Now Disney Chief Bob Iger has official comment on the matter, and it’s a masterpiece of corporate dickhead newspeak.

“One of the things that was very important to us is that we give the creative team, J.J. Abrams and his writing team, the time to design, write and produce the film so that we can optimize quality, so they can create a great film,” Iger stated to Bloomberg.

“We really hoped this release date would allow us to optimize goodness, while minimizing the broadest plurality of suckage contingencies, by growing the writer’s timetable horizontally to allow them even greater disruptive whitespace ideation opportunities.”

“At one point we considered the summer of 2015, but it felt like with the changes we made in the writing team that that was going to create a bit of a rush, and we didn’t think that was optimal, for obvious reasons,” Iger stated. “So Christmas 2015 became the date. [It] happens to be the date which ‘Avatar‘ — which is the number one movie of all time — was released, so we like that.
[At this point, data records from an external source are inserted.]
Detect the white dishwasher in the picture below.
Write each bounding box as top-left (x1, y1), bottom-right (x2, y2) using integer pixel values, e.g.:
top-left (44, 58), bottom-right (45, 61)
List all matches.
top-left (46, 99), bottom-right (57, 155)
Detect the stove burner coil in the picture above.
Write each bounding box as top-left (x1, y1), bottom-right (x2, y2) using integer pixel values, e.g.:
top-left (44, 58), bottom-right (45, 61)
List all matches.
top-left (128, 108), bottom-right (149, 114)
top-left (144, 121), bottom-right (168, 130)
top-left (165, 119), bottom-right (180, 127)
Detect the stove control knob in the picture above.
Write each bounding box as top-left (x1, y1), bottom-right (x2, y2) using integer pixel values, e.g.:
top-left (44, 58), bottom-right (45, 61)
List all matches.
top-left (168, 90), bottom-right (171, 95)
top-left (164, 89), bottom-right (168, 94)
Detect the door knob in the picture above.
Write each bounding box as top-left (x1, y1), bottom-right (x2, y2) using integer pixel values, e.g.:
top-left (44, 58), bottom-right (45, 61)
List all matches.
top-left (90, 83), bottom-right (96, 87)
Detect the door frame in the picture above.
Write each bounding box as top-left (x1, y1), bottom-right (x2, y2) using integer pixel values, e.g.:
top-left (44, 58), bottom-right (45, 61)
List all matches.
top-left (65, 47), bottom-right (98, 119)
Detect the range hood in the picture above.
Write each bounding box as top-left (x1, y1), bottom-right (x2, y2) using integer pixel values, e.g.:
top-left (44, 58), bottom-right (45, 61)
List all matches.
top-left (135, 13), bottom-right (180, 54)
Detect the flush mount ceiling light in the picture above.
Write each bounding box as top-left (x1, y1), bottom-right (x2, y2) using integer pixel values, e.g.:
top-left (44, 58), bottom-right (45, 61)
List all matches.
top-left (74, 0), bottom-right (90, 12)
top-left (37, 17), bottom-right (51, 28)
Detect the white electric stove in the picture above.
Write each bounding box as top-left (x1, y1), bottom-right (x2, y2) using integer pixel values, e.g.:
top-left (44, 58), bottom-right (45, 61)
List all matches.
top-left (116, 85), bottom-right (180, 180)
Certainly, hopefully that will bring some good luck even though that was not our film. And Christmas is a good time for a film like ‘Star Wars’ we think, which will have obvious interest for young people and old people alike.” [ThePlaylist]

Yes, you wanted to give the writer’s more time to write the movie you hope to release so you made the release date six months later. I think I’m starting to understand now. But I look forward to a three-hour TED talk on this subject, to really get into all the ins, and outs, and what-have-yous.